Within limits, yes. Georgia’s motor-vehicle settlement statute lets a pre-suit demand specify how and by when the policy limits must be paid, and an insurer that wants to accept generally has to satisfy those payment terms. O.C.G.A. § 9-11-67.1 treats the method and timing of payment as part of the material terms the offer may set.

What the offer can specify about payment

A demand on this kind of claim can state the form payment must take and the deadline for delivering it. Common terms address whether the carrier pays by check or electronic transfer, to whom the funds and documents are sent, and the date by which payment must arrive after acceptance. The statute contemplates that the offer will identify a payment date, and it gives the insurer a way to comply without tripping over an unreasonably tight schedule. The point is to make acceptance and performance concrete, so both sides know what a completed settlement looks like.

What a demand cannot do

Setting payment terms is not the same as setting traps. The statute is structured so that an insurer acting in good faith has a genuine opportunity to perform. A demand cannot use hyper-technical payment conditions to defeat an otherwise valid acceptance, and the law has built-in protections, such as recognizing that a carrier may seek clarification of a term without that request counting as a rejection. If a payment instruction is ambiguous, that ambiguity can become the issue if the parties later dispute whether the settlement closed.

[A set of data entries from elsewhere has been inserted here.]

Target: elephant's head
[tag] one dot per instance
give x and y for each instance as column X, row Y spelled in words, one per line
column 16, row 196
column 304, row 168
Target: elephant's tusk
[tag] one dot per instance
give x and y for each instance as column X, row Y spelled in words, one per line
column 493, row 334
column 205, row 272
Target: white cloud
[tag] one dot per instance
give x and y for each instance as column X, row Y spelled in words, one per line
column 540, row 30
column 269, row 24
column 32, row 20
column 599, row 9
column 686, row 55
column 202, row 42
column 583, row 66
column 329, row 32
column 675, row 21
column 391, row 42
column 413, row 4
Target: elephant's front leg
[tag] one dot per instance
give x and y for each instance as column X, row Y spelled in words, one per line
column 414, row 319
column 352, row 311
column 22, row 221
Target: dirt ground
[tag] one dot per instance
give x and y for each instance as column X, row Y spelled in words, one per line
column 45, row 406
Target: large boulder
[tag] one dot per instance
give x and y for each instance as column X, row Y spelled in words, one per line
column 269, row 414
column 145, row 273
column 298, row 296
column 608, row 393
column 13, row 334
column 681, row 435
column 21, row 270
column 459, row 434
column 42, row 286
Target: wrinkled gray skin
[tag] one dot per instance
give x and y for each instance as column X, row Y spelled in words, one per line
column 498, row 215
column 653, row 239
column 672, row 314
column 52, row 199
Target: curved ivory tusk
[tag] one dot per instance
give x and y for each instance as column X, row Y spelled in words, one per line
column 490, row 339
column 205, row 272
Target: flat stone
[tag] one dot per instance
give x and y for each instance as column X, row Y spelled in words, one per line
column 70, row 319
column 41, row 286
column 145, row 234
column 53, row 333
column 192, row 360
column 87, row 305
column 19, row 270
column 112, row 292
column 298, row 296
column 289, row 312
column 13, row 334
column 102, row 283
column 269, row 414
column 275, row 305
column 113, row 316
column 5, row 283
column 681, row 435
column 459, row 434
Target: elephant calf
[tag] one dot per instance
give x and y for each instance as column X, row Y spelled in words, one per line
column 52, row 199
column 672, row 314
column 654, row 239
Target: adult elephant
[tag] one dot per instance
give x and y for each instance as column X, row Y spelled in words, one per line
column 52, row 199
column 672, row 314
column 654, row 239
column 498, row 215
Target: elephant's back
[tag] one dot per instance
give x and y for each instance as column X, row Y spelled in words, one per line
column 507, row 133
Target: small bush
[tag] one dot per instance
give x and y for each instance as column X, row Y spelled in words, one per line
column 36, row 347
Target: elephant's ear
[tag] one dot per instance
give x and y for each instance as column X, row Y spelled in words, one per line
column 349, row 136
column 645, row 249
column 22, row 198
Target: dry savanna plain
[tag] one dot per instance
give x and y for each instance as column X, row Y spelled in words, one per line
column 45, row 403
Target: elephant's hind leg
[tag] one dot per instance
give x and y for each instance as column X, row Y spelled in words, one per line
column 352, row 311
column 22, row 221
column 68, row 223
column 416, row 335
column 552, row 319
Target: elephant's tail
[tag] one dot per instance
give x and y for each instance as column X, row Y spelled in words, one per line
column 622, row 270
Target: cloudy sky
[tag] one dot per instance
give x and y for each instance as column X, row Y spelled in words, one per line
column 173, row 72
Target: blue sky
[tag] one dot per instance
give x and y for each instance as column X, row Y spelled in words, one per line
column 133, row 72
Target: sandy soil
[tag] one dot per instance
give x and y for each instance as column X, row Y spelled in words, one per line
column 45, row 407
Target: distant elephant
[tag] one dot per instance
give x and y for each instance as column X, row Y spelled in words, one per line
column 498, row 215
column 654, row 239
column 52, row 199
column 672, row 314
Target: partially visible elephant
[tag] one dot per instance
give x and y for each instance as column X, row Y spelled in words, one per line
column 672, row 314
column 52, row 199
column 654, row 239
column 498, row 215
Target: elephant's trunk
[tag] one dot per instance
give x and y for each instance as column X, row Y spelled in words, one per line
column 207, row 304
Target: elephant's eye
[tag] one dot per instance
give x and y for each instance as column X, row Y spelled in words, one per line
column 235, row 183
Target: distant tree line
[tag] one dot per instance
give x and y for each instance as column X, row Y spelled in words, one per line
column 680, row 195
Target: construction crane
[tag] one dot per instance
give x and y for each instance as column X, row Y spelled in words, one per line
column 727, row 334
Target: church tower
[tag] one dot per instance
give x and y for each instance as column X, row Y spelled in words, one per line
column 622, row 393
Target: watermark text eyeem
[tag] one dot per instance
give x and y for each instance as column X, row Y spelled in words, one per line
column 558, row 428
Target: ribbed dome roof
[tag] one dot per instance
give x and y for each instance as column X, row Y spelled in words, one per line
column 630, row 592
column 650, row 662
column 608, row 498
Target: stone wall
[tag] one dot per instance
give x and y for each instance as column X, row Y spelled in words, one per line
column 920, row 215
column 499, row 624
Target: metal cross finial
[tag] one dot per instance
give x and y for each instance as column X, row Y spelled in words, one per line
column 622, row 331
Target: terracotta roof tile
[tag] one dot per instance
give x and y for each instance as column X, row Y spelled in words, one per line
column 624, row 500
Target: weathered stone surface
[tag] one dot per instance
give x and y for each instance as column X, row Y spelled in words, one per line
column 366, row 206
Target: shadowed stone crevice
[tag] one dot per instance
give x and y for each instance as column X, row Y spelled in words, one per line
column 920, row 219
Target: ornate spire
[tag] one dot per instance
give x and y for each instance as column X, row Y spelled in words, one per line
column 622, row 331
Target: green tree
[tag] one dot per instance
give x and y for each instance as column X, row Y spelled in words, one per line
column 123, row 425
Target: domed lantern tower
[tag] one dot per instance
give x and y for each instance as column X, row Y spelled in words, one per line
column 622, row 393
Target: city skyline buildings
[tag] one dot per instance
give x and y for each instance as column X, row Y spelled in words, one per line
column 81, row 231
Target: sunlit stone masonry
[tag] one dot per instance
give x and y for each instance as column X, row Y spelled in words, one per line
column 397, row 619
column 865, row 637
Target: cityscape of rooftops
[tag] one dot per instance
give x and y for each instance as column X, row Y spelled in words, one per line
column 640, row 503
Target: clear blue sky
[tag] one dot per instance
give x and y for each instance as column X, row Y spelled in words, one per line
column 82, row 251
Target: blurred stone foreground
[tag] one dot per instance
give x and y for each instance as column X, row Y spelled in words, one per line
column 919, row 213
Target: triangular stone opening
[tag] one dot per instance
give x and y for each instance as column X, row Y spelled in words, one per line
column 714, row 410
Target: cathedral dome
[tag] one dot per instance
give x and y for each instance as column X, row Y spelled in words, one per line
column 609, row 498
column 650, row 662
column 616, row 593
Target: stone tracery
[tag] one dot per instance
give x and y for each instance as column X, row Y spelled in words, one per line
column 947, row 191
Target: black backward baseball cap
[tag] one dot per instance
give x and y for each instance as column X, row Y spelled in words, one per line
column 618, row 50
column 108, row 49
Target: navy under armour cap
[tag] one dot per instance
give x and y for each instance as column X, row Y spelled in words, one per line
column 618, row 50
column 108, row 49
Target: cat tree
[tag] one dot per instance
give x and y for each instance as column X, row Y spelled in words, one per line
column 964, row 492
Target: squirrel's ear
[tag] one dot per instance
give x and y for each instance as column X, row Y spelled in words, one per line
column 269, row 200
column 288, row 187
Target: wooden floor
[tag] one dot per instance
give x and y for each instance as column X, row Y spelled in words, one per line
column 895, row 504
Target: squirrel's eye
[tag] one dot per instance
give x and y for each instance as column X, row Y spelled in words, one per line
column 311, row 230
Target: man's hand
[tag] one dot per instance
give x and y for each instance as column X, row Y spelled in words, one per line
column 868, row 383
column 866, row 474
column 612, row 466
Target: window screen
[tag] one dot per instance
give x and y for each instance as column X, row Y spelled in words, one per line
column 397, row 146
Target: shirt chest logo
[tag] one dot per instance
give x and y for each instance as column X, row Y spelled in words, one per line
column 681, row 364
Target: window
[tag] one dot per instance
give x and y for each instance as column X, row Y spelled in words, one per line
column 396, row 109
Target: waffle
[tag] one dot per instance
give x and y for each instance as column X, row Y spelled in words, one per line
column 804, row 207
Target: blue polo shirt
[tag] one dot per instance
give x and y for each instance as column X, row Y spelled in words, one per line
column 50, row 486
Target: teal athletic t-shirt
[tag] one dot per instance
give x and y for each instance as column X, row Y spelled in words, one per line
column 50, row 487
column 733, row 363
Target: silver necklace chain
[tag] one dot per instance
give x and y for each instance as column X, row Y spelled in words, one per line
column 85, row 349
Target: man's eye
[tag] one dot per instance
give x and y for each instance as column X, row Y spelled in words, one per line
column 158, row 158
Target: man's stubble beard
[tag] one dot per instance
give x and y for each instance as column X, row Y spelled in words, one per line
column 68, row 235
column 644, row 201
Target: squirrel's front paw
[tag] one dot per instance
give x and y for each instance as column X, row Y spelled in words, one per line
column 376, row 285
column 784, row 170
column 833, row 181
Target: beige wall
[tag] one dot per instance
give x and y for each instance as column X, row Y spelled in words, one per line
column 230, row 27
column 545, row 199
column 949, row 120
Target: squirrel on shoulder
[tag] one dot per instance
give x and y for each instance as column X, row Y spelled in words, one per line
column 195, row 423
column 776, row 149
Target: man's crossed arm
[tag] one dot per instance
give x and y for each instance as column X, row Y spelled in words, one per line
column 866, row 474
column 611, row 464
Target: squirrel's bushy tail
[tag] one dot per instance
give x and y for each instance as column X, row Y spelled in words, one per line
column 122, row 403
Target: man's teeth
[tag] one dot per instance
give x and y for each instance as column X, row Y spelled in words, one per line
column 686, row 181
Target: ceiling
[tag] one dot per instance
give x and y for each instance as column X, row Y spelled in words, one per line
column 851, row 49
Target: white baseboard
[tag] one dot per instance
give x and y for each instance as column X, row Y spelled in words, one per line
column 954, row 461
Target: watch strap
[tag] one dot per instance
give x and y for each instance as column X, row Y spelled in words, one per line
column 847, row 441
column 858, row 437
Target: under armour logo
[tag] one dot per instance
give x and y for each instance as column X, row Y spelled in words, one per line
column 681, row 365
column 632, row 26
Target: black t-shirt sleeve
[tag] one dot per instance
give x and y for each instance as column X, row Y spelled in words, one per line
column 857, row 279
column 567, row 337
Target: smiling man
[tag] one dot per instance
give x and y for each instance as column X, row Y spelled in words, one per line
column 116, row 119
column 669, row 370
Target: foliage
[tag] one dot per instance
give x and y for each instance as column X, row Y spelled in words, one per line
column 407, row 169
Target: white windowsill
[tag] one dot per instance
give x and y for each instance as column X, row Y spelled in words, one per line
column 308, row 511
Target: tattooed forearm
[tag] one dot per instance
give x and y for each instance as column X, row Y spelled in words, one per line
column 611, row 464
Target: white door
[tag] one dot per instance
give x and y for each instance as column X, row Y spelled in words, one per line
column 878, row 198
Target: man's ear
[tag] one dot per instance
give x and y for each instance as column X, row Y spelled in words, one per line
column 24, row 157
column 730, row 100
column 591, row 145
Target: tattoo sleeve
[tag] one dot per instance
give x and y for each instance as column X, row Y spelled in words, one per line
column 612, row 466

Key things a payment provision typically covers:

  • The form of payment the claimant will accept.
  • The date by which the limits must be delivered after acceptance.
  • Where and to whom payment and the signed release are sent.

Why this matters to both sides

For the claimant, clear payment terms prevent an insurer from accepting in words but stalling on delivery. For the insurer, a workable timeline and method allow it to capture the settlement and avoid later exposure. Because the entire mechanism exists against the backdrop of a documented offer sent by certified mail or statutory overnight delivery, the written terms control, and informal side understandings rarely help if a fight breaks out.

The bottom line

A Georgia pre-suit demand can direct the manner and timing of payment of the policy limits, and those directions are enforceable as material terms when they are reasonable and clear. What the demand cannot do is weaponize payment mechanics to manufacture a breach, because the statute is designed to give a cooperating insurer a fair path to pay and close the claim.


This article is for general educational and informational purposes only and is not legal advice. It does not create an attorney-client relationship, and Georgia law may change. For advice about a specific situation, consult a licensed Georgia personal injury attorney.